|
|||||
|
|||||
Search Software Personal Help |
By David Hodgson and Lee Puschaver Internal auditors are, in many respects, the guardians of corporate
standards. Without them, who knows what would happen? But does everyone
involved in internal auditing need to be a company employee? Is this a
function that can be safely, intelligently outsourced to generate cost
savings? Or should downsizing and process reengineering respectfully stay
away? What are the advantages of total outsourcing? And of a teaming approach
that integrates internal with external auditors? What are the special situations
that suggest the need for outsourcing? These are among the questions addressed
as we condensed lessons learned from our work with corporations that have
tried all of the above. We have not disguised the involvement of Price
Waterhouse in many of the situations under discussion, but the purpose
is not to point to ourselves; it is to lay out the management options and
clarify best practices. Few corporate activities are untouchable in this era of downsizing and
business process reengineering. Companies are redefining the meaning of
core and noncore functions‹sometimes in defiance of traditional
management thinking‹and they are willing to experiment with outsourcing
functions to specialized service providers that have made it their business
to acquire expertise in a specific field.
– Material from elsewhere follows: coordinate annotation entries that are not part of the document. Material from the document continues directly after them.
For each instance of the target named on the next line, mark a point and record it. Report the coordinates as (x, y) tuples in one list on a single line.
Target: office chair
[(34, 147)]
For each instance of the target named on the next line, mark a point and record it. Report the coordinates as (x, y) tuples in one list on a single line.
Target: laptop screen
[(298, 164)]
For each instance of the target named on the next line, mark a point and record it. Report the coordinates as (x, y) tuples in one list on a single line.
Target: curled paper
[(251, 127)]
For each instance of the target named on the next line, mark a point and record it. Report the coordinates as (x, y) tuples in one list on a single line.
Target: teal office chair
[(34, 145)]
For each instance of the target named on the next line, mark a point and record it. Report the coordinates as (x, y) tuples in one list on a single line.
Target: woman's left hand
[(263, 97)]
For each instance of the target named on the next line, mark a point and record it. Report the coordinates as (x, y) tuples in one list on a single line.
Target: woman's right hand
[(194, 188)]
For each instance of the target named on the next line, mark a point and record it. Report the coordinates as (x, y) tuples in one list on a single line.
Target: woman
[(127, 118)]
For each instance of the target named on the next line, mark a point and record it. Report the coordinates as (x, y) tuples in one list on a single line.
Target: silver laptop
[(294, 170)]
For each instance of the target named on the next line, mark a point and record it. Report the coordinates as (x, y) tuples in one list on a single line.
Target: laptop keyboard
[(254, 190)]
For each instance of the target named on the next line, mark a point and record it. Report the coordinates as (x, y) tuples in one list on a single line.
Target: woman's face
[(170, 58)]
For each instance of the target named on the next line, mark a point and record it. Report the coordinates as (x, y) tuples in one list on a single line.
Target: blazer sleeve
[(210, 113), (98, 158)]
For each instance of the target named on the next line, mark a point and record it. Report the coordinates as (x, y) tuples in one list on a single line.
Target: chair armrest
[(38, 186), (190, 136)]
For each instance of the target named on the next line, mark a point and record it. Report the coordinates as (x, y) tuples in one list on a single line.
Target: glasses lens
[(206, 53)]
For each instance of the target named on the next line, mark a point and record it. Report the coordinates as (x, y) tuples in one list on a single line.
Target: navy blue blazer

These functions range from manufacturing,
computer operations, and product distribution to marketing and sales. To
this list can be added internal auditing. Engaging an accounting firm to
perform some or all of the internal audit would therefore appear to be
a logical and prudent decision. But should companies outsource internal
audit? And can it be outsourced successfully? There are arguments on both
sides. External auditors can perform many of the tasks traditionally assigned
to internal auditors, from conducting special investigations to auditing
EDP systems. But many observers believe that outsourcing the internal audit
is not the best response to cost-cutting pressures, especially when a corporation
is seeking to decentralize decision-making authority. Under those conditions,
some would assert that a centralized and closely held internal audit
function represents an essential activity, without which a business leaves
itself open to many difficulties. The debate over outsourcing has diverted many internal auditors from
the more pressing issue of finding innovative ways to reduce costs while
providing services that are viewed by management as value-added. Outsourcing
sometimes is perceived as a threat by internal auditors, which is, of course,
not illogical--but let's look more deeply at the issues here. We are not automatic or unquestioning fans of total internal audit outsourcing.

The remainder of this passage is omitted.